Durante la emisión de esta semana del programa de investigación se abordaron los métodos y afirmaciones del doctor Ernesto Fadul, quien asegura curar el autismo y otras enfermedades neurológicas y degenerativas mediante un tratamiento propio que no cuenta con respaldo científico validado.
El caso ha generado amplia controversia en redes sociales y preocupación entre especialistas, autoridades sanitarias y familias con niños diagnosticados dentro del Trastorno del Espectro Autista (TEA).
Fadul ha reiterado en entrevistas y plataformas digitales que posee la cura del autismo, así como de enfermedades como párkinson, Alzheimer, cáncer, esclerosis múltiple y parálisis cerebral. Incluso ha afirmado haber sido nominado en varias ocasiones al Premio Nobel de Medicina. Sin embargo, expertos consultados coinciden en que estas declaraciones carecen de evidencia clínica sólida y se sustentan únicamente en testimonios aislados, no en estudios científicos revisados por pares.
Análisis de laboratorio practicados a cápsulas entregadas a pacientes revelaron la presencia de suplementos como gluconato de magnesio, potasio, ácido hialurónico y extractos herbales con vitamina C, sin indicación terapéutica comprobada para el autismo. Padres denunciaron además que los productos son suministrados sin etiquetas, número de lote, fecha de vencimiento ni información clara sobre su composición, lo que impide la trazabilidad y representa un potencial riesgo sanitario.
El director general de Medicamentos, Alimentos y Productos Sanitarios (DIGEMAPS) explicó que la legislación vigente prohíbe a los médicos comercializar o reenvasar medicamentos dentro de los consultorios, independientemente de su origen. Asimismo, advirtió que la manipulación de fármacos sin registro sanitario puede acarrear sanciones penales.
Por su parte, el doctor José Plácido Montero, del Consejo Nacional de Bioética en Salud (CONABIOS), confirmó que esa entidad no ha recibido ningún protocolo de investigación relacionado con tratamientos para el autismo presentado por Fadul. Señaló que prometer curas sin diagnóstico individual, sin ensayos clínicos y sin aprobación ética es incompatible con la práctica médica responsable, especialmente tratándose de menores de edad.

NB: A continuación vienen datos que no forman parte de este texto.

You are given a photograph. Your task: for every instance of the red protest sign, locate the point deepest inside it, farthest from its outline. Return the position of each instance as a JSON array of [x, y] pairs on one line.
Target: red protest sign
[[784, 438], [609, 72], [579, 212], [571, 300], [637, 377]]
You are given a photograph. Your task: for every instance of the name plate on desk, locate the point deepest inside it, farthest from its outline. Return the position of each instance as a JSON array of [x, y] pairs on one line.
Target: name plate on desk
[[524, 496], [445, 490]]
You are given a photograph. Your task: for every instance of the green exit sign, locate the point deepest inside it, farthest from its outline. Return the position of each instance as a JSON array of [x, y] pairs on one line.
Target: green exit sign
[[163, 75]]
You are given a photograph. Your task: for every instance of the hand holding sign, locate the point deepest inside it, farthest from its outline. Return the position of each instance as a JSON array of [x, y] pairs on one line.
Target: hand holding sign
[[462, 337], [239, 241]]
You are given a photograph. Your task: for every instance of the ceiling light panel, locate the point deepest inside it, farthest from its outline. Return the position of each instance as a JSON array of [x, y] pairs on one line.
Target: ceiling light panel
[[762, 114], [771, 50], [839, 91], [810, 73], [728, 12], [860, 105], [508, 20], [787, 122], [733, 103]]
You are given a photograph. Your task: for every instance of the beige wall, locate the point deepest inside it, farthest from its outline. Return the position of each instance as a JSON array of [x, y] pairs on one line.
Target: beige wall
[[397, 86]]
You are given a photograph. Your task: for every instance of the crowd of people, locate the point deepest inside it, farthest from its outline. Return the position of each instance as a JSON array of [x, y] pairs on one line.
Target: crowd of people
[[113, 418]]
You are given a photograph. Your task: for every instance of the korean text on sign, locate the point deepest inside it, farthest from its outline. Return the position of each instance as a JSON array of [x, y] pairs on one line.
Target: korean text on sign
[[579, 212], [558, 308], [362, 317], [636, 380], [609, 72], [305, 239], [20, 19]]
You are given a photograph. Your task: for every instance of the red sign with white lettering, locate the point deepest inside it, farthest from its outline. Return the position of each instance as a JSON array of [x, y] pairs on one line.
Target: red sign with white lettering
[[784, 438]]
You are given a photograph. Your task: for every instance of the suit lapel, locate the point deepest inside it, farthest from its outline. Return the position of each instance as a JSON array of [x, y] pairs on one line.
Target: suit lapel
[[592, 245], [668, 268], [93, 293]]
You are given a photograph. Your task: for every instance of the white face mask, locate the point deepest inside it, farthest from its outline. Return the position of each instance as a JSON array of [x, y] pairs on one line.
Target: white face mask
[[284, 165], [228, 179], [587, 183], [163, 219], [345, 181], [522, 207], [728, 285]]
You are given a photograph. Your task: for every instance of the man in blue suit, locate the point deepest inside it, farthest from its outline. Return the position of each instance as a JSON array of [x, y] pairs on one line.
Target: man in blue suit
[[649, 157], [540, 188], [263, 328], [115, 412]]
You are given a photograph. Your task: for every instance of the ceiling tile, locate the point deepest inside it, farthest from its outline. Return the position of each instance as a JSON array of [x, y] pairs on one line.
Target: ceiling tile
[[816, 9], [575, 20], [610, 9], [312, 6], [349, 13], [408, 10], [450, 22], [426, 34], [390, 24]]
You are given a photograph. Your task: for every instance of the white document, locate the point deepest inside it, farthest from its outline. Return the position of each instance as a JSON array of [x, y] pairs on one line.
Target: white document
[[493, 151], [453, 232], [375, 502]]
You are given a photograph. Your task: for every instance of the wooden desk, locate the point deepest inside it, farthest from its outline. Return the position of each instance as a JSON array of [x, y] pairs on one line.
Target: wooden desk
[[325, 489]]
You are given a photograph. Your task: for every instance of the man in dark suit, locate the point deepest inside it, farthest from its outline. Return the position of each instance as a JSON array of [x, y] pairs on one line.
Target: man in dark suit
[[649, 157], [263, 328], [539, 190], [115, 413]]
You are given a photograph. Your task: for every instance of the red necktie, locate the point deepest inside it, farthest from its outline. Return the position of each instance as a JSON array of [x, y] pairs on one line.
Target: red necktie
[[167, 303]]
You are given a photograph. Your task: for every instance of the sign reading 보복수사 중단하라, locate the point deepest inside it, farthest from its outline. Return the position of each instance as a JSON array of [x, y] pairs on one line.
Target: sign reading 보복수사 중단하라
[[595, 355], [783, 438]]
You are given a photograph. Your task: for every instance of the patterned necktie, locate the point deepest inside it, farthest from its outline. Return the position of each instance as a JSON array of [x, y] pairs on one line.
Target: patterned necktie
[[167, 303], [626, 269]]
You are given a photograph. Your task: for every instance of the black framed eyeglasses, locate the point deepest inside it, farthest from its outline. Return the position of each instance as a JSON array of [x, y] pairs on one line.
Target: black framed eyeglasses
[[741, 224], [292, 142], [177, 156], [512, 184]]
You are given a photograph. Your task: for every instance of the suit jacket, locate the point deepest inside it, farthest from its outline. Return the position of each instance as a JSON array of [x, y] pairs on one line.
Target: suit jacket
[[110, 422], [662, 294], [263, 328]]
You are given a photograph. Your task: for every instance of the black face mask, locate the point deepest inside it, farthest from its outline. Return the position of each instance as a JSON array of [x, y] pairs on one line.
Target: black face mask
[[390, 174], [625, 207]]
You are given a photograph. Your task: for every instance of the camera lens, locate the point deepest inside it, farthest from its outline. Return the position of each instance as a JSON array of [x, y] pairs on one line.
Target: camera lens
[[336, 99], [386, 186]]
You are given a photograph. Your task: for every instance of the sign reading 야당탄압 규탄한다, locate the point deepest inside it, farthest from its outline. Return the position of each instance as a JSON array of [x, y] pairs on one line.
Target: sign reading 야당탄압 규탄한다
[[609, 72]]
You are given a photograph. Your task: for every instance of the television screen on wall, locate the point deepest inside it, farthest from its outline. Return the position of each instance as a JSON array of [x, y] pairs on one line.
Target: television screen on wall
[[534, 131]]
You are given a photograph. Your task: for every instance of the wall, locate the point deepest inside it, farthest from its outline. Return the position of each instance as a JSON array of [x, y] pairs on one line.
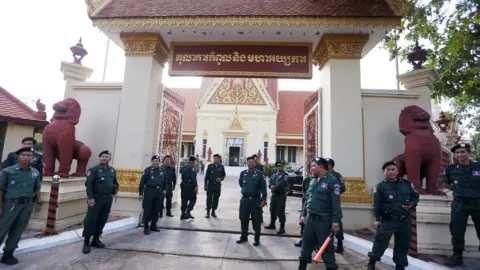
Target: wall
[[382, 139], [98, 123], [13, 137]]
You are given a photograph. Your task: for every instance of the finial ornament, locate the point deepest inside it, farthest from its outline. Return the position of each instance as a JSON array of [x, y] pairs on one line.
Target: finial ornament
[[78, 52]]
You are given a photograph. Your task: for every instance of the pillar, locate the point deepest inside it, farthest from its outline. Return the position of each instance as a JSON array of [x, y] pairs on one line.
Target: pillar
[[341, 128], [421, 81], [135, 142], [73, 73]]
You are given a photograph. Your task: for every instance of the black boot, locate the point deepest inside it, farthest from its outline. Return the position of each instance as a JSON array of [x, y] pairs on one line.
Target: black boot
[[8, 258], [96, 242], [371, 264], [86, 245], [302, 265], [339, 248], [282, 229], [456, 259]]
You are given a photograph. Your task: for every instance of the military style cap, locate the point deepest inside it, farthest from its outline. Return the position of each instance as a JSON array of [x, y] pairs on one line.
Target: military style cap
[[104, 152], [461, 145], [25, 149], [388, 163]]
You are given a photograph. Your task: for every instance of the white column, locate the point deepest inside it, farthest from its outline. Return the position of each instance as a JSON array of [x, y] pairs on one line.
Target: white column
[[135, 140], [73, 73], [421, 81], [341, 123]]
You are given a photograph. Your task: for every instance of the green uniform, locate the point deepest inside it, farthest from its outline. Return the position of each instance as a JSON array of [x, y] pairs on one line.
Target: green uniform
[[37, 162], [152, 185], [254, 191], [101, 184], [465, 181], [18, 187], [387, 208], [278, 182], [213, 187], [322, 208], [171, 183], [188, 185], [340, 181]]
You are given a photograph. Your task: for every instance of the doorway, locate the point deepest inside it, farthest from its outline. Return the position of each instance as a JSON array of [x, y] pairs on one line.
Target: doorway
[[234, 156]]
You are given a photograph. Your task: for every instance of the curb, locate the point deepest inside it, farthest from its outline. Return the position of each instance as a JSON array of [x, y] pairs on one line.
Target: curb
[[362, 246], [64, 238]]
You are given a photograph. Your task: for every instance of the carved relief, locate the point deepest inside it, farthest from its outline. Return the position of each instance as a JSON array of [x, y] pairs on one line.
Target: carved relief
[[237, 91]]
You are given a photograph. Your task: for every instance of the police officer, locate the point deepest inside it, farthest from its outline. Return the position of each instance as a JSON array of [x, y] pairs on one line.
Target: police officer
[[305, 185], [101, 185], [339, 177], [18, 186], [37, 161], [278, 186], [154, 182], [171, 183], [254, 197], [462, 177], [213, 184], [321, 214], [394, 199], [189, 188]]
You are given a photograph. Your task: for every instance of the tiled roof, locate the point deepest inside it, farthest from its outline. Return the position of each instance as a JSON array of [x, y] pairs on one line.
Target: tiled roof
[[15, 111], [274, 8], [290, 115]]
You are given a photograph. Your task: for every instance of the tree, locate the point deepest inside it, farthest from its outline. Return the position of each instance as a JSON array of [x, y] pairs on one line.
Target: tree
[[453, 29]]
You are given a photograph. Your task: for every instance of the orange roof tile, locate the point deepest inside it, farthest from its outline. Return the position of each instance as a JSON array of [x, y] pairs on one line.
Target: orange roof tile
[[15, 111], [290, 115], [272, 8]]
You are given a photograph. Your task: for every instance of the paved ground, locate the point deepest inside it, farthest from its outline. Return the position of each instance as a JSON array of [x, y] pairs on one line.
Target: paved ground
[[193, 244]]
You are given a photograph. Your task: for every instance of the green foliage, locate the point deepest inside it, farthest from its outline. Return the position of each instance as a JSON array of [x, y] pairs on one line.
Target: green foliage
[[453, 29]]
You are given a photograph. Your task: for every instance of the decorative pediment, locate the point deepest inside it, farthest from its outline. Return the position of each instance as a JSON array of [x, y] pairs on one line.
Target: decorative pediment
[[239, 91]]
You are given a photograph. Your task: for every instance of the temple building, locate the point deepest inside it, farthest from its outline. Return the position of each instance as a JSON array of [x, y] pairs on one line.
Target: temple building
[[239, 117]]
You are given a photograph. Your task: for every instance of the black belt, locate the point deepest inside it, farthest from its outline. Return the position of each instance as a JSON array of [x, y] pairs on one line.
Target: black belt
[[20, 200]]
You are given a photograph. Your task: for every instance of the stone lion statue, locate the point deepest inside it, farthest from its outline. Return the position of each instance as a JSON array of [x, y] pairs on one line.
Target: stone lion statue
[[422, 155], [59, 141]]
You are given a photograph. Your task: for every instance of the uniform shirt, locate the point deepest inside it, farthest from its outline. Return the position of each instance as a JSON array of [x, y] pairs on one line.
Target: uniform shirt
[[323, 198], [153, 177], [37, 162], [101, 180], [279, 181], [189, 176], [214, 172], [253, 184], [465, 180], [16, 182], [171, 175], [390, 196]]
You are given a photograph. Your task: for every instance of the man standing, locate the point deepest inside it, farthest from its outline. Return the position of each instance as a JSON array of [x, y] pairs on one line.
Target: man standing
[[213, 184], [460, 177], [101, 185], [278, 187], [18, 186], [154, 181], [394, 199], [189, 188], [37, 161], [321, 214], [171, 183], [254, 198], [339, 177]]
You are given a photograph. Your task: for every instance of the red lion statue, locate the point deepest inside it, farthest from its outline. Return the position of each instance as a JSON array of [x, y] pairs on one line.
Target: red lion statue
[[422, 155], [59, 141]]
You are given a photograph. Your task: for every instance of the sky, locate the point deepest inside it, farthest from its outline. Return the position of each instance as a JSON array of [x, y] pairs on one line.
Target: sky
[[36, 39]]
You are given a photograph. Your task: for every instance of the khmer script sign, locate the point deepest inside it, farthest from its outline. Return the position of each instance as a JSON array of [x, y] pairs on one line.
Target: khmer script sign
[[248, 60]]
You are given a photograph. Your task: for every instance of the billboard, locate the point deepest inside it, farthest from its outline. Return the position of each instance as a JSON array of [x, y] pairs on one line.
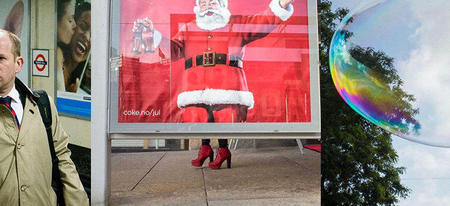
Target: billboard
[[201, 63], [73, 66]]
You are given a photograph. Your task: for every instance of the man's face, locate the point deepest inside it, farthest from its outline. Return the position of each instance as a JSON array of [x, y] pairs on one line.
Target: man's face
[[208, 4], [9, 65]]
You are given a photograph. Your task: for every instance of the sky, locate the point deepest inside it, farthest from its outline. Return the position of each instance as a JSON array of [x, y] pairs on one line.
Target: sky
[[427, 168]]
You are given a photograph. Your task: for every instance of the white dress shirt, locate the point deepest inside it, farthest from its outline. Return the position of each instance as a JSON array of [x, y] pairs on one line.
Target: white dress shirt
[[16, 104]]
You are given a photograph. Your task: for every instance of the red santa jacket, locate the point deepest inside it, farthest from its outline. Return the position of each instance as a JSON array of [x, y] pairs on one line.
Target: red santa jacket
[[213, 59]]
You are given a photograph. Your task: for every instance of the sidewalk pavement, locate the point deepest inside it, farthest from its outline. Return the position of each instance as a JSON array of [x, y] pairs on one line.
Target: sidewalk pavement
[[265, 176]]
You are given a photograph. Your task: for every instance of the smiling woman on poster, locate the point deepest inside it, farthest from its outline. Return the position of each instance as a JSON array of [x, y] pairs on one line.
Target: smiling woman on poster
[[66, 26], [74, 55]]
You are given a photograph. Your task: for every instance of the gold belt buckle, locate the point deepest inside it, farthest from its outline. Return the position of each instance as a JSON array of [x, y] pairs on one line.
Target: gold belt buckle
[[209, 59]]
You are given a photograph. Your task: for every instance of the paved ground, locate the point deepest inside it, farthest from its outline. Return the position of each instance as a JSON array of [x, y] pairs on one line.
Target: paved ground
[[264, 176]]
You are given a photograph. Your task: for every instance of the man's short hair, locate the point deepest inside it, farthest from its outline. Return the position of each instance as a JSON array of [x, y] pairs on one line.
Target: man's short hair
[[15, 41]]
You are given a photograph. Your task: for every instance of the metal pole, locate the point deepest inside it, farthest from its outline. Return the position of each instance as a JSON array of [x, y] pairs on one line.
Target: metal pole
[[100, 142]]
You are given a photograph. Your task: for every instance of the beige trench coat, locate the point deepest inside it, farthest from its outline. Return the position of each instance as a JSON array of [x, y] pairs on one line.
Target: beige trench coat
[[25, 161]]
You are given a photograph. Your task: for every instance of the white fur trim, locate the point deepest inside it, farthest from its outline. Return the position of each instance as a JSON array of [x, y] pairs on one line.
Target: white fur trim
[[283, 14], [214, 97], [223, 3]]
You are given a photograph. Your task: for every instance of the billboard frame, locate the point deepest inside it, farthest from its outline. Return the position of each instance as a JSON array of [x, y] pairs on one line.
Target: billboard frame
[[214, 130]]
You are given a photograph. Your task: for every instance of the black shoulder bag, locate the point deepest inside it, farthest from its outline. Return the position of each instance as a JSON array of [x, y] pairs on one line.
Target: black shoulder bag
[[46, 115]]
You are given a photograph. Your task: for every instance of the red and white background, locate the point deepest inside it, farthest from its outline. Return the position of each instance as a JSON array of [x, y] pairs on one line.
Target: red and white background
[[277, 67]]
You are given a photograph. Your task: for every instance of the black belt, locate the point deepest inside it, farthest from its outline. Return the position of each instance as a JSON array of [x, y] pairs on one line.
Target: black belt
[[210, 59]]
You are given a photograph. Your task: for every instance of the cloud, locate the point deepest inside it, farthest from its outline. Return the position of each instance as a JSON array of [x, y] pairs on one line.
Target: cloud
[[426, 72], [427, 173]]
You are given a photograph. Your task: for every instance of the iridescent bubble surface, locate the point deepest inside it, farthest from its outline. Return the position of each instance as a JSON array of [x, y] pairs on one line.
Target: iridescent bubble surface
[[389, 60]]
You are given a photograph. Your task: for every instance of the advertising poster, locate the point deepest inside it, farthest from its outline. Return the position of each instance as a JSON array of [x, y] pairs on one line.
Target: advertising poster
[[14, 17], [218, 61], [73, 67]]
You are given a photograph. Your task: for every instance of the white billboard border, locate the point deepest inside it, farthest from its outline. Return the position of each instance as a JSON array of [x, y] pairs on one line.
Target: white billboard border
[[213, 130]]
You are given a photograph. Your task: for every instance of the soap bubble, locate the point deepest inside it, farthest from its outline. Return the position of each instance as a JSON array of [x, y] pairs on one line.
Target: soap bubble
[[389, 60]]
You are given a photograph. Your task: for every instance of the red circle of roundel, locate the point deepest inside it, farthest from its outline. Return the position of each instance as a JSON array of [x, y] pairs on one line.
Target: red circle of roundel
[[40, 62]]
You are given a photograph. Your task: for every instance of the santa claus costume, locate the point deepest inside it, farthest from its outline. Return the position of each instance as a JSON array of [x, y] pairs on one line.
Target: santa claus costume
[[214, 86]]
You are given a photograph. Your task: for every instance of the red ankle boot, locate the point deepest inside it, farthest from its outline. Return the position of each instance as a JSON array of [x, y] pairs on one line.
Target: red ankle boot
[[222, 154], [205, 152]]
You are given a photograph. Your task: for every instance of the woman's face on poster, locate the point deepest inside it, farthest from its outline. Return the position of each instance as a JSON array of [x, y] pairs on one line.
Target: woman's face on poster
[[66, 24], [81, 41]]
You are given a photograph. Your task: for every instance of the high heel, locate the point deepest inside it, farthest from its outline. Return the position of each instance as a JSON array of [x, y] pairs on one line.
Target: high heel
[[222, 154], [205, 152]]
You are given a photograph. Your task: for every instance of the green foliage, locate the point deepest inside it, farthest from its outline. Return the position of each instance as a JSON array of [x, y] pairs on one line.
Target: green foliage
[[358, 160]]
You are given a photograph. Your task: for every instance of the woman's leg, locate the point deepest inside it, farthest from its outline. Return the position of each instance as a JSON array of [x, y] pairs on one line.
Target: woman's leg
[[199, 115]]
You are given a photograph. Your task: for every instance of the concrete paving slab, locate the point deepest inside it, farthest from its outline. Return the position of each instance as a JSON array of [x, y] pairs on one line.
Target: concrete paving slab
[[175, 180], [265, 176], [264, 202], [128, 168], [262, 174]]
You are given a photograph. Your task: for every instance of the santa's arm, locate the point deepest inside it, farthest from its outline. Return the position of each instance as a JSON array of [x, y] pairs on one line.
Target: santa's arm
[[260, 25], [282, 8]]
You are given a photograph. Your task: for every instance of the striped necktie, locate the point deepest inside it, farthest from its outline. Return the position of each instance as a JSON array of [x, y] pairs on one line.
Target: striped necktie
[[7, 102]]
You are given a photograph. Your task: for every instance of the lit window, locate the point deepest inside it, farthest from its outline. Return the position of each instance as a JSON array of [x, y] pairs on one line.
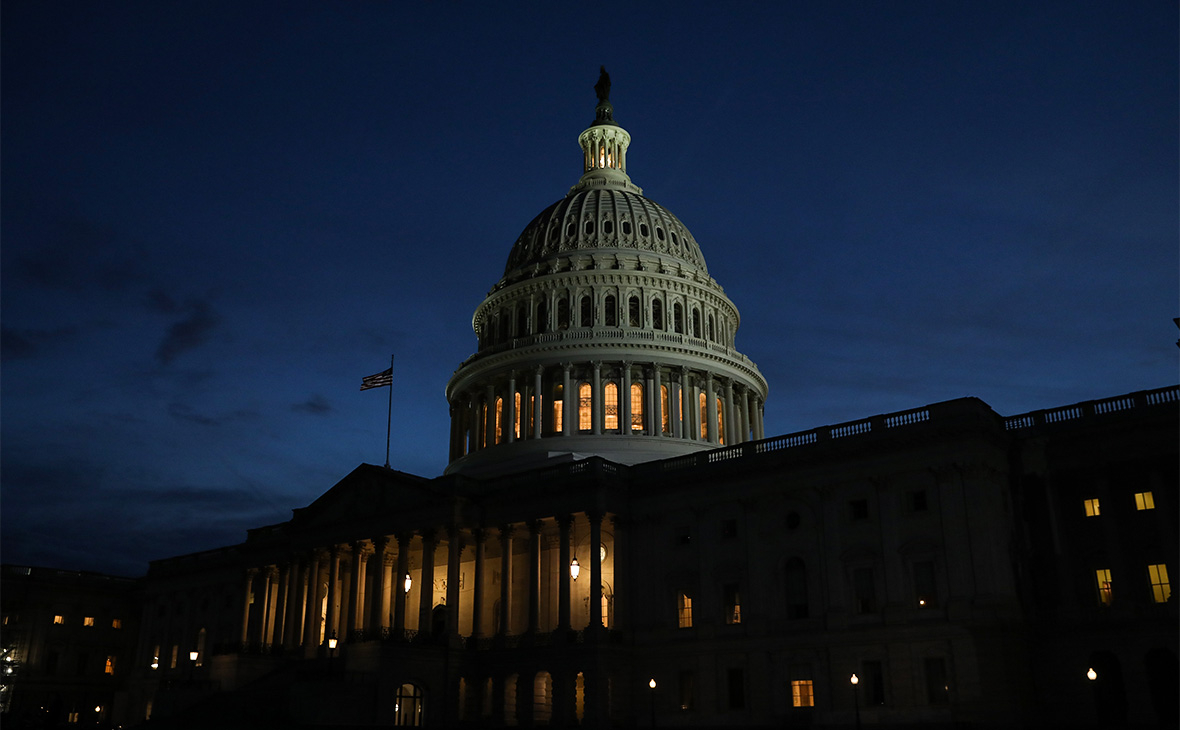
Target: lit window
[[686, 611], [558, 407], [636, 407], [1106, 593], [1160, 587], [732, 604], [584, 399], [611, 396], [802, 694]]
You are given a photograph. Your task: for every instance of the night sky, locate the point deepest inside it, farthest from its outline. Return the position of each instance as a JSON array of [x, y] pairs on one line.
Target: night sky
[[217, 217]]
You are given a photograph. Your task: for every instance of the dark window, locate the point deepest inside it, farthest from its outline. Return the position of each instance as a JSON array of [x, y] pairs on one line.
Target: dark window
[[864, 590], [736, 682], [937, 685], [918, 500], [797, 589], [563, 314], [585, 315], [858, 508], [873, 682], [924, 584], [687, 690]]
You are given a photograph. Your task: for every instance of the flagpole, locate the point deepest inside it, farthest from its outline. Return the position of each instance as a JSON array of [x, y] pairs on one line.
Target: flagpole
[[388, 422]]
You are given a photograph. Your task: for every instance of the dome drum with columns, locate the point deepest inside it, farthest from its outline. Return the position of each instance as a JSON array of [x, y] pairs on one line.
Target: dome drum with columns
[[605, 335]]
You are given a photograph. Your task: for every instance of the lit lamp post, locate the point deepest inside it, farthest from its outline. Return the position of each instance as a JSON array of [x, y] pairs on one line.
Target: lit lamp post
[[856, 698], [651, 683]]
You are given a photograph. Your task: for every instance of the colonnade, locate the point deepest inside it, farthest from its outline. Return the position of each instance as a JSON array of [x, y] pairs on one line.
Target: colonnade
[[391, 585], [605, 398]]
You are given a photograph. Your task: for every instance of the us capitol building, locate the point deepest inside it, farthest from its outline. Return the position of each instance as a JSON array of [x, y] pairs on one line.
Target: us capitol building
[[616, 541]]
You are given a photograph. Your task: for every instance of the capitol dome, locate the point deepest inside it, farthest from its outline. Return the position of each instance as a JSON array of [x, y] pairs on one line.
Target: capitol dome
[[605, 335]]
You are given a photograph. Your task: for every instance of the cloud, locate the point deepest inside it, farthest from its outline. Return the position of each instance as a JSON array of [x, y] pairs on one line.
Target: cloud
[[189, 333], [26, 343], [316, 405]]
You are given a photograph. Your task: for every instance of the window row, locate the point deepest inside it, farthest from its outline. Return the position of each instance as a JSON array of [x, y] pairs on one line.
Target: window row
[[528, 319], [1156, 580], [86, 620], [1144, 500]]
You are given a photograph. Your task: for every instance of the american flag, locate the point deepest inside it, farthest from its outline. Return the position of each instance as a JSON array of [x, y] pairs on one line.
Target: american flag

La Sociedad Dominicana de Pediatría recordó que el autismo no tiene cura y que cualquier intervención debe basarse en evaluaciones personalizadas, evidencia científica y equipos multidisciplinarios especializados. También alertó sobre el intrusismo profesional, indicando que un médico internista no está habilitado para diagnosticar ni tratar trastornos del neurodesarrollo infantil.
Mientras tanto, decenas de familias han viajado desde distintos países hacia la República Dominicana para acceder al tratamiento, asumiendo elevados costos. Aunque algunos padres reportan supuestas mejorías, otros denuncian retrocesos en el desarrollo de sus hijos y temen represalias o ataques en redes sociales si expresan críticas.
Especialistas reiteran que en medicina no bastan los testimonios ni la fe: se requieren datos medibles, estudios replicables y validación independiente. De no existir estos elementos, advierten, no se trata de un descubrimiento médico, sino de afirmaciones sin sustento que pueden generar falsas esperanzas y retrasar terapias efectivas.